Mileage: 8.6 miles (lollipop loop)
Elevation Gain: 2,600' ish
Trailhead: Route 49 toward Waterville Valley. Take a right less than a mile before Tripoli Road. The parking lot is straight ahead. The Drakes Brook Trail trailhead is a short walk up a x-c ski run, located to the left of the lot.
This is the third time I've hiked to Sandwich, latest being two years ago (see previous report). Rich and I were looking for a good first-of-the-season hike, easy going with some elevation gain.
We decided to hike up Drakes Brook Trail and down Sandwich Mountain trail, our decision based upon recent reports that the Sandwich Mountain trail's water crossing was high and pretty tough to negotiate. (We preferred to deal with a barefoot crossing at the end rather than at the beginning.)

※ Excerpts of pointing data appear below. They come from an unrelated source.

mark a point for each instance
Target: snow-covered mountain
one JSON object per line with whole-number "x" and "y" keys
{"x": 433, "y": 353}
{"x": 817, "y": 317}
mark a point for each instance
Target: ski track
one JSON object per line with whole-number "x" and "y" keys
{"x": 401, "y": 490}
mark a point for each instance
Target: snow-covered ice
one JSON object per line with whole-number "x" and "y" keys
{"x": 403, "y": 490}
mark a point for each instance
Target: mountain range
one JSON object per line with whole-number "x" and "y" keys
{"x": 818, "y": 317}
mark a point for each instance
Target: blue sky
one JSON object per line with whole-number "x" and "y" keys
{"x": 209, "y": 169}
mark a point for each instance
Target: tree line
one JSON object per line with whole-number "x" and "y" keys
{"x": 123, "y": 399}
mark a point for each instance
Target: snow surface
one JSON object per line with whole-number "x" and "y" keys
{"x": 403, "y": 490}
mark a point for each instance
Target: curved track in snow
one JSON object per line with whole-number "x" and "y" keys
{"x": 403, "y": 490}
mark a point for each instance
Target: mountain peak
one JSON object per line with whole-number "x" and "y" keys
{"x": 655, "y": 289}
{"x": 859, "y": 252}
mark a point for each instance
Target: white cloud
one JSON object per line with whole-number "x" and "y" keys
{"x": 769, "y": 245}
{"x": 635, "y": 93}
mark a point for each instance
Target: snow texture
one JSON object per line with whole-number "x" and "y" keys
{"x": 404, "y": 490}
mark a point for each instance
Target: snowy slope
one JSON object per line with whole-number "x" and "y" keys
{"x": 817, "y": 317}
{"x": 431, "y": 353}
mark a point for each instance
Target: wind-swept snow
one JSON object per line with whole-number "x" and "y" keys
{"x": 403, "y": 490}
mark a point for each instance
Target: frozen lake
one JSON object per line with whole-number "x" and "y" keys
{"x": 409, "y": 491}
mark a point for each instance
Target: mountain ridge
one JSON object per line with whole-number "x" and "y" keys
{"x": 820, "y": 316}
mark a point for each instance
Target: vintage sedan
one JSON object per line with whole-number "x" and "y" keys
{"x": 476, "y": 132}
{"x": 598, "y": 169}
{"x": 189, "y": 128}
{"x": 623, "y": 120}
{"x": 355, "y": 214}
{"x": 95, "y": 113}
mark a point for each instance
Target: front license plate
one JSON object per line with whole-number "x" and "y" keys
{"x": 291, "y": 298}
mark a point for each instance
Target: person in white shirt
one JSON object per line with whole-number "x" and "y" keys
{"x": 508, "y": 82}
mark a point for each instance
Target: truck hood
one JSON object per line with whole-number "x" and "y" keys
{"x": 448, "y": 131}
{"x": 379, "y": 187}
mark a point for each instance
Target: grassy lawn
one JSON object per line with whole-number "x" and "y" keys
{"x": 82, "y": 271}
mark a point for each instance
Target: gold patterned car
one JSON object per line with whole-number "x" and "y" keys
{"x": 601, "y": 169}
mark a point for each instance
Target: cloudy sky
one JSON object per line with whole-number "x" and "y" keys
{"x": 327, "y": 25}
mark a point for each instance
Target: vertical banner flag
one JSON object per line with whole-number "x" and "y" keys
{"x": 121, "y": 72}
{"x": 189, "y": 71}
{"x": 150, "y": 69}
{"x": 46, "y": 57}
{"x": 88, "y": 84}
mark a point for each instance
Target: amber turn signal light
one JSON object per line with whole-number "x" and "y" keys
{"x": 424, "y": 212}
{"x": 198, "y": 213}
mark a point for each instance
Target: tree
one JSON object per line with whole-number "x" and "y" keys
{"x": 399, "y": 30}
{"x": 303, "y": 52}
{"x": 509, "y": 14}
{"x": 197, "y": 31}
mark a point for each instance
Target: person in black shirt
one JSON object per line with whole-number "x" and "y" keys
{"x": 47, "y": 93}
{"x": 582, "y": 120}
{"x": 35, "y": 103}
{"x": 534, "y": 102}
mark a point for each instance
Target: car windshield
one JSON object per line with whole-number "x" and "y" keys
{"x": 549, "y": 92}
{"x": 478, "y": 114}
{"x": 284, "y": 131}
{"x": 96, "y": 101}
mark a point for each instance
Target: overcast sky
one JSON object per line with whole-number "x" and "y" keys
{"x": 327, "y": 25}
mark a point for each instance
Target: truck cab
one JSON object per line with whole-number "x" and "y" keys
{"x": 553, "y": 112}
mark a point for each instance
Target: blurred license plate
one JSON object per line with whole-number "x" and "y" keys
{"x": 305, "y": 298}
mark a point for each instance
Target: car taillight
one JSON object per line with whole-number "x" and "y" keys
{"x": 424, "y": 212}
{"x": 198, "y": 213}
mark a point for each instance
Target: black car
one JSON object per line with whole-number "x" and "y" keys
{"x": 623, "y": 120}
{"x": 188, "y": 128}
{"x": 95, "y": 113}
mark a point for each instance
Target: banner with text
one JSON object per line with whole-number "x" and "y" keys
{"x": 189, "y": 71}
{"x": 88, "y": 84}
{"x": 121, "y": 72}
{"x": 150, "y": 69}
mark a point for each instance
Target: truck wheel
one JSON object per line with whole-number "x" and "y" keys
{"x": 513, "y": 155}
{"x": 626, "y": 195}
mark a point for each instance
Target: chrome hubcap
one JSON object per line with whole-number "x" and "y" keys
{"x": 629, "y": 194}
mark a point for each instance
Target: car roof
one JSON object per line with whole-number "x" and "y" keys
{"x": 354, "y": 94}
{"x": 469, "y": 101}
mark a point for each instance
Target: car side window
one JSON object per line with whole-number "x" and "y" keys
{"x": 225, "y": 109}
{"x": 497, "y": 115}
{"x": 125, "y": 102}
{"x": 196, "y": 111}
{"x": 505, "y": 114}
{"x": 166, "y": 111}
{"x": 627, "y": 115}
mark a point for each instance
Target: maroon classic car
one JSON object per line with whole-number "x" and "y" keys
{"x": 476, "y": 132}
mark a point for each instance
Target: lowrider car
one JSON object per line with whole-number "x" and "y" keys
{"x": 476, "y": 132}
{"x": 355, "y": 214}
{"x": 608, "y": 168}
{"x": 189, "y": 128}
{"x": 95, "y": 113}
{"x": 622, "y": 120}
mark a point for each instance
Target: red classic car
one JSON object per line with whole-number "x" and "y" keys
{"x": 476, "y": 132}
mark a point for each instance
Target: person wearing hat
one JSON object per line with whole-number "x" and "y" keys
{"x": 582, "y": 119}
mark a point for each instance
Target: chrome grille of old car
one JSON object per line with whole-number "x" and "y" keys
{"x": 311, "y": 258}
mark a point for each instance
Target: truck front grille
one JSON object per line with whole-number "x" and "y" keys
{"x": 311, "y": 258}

Well, it was a good plan but the Drakes Brook water crossing was also very high (snow melt and recent rain). We scouted upstream for possible rock hopping but nothing looked promising and neither of us wanted to deal with wet boots so early on. Rich wanted to forget this trail and go back to the Sandwich Mountain trail but I finally convinced him that this was the way to go and off came our boots and socks.
The water was cold and swift and but the rocks are fairly smooth and we got to the other side without problem.
Drakes Brook trail is devoid of blazes or cairns. The easy path is obvious in most places; real elevation gain comes just before the trail junction. Remnants of snow and ice appeared as we ascended. Rich was certain we'd have to cross the river again but only once did we find ourselves at the shore and here the path turns a rocky right, tightly skirting the edge. Then back into the woods.
At the Sandwich Mountain trail junction we did a fast jaunt up to Jennings Peak for lunch. It was sunny with calm winds; the view is wonderful. (It's been a really long time since I lingered at a summit!)
|View from Jennings Peak|
The snow deepened, to about 10 inches. (We are SO OVER snow!)
|Soft snow; will be gone after the next warm spell.|
|Steeper than I remembered.|
Up another rocky ledge and suddenly I heard something. Looking up I saw a large beaver in the middle of the trail, growling and snorting. No amount of "shoo!" or sticks clacking or branches thrown would get him to move. We'd get closer and he'd growl and stand his ground. We'd retreat. We blew our whistles. Nothing. Threw almonds to him - he was no gray jay! This went on for fifteen minutes!
What to do what to do.... There was no bushwhacking around him on this particular area (just above Noon Peak) and what was a BEAVER doing this high up anyway? No ponds were nearby. Was he sick?
We headed back up the trail, out of sight and waited. If he didn't leave, doubling back would be the only option. The afternoon was waning and I didn't relish going back up and then down Drakes Brook trail - all because of a beaver no less!
We decided to try again to get by that section of trail. I made Rich go first this time - we'd already established that our friend did not like me.
Thankfully, the beaver was nowhere in sight. Not sure if he'd moved on (he was probably just hiding, waiting for me). We walked quickly past the area, yelling and clacking our sticks and looking like total fools.
|Later we'd find out a beaver killed a man in Belarus -just for taking its picture. Of course he DID try to pick it up!|
Just before reaching the trailhead we got to the water crossing in the reports. This was quite a raging river, so much so that we unbuckled our packs before crossing and used our poles to stabilize cold bare feet through the deep rushing water.
Back at the car it occurred to me that we were totally unprepared for our exchange with a wild animal. We expect and look out for crashing and snorting - bears, moose and such - but this guy, though big for a beaver (tail must've been 2 feet long) was small in stature and big on intimidation. Space cured all of our uneasiness and we went our separate ways without incident.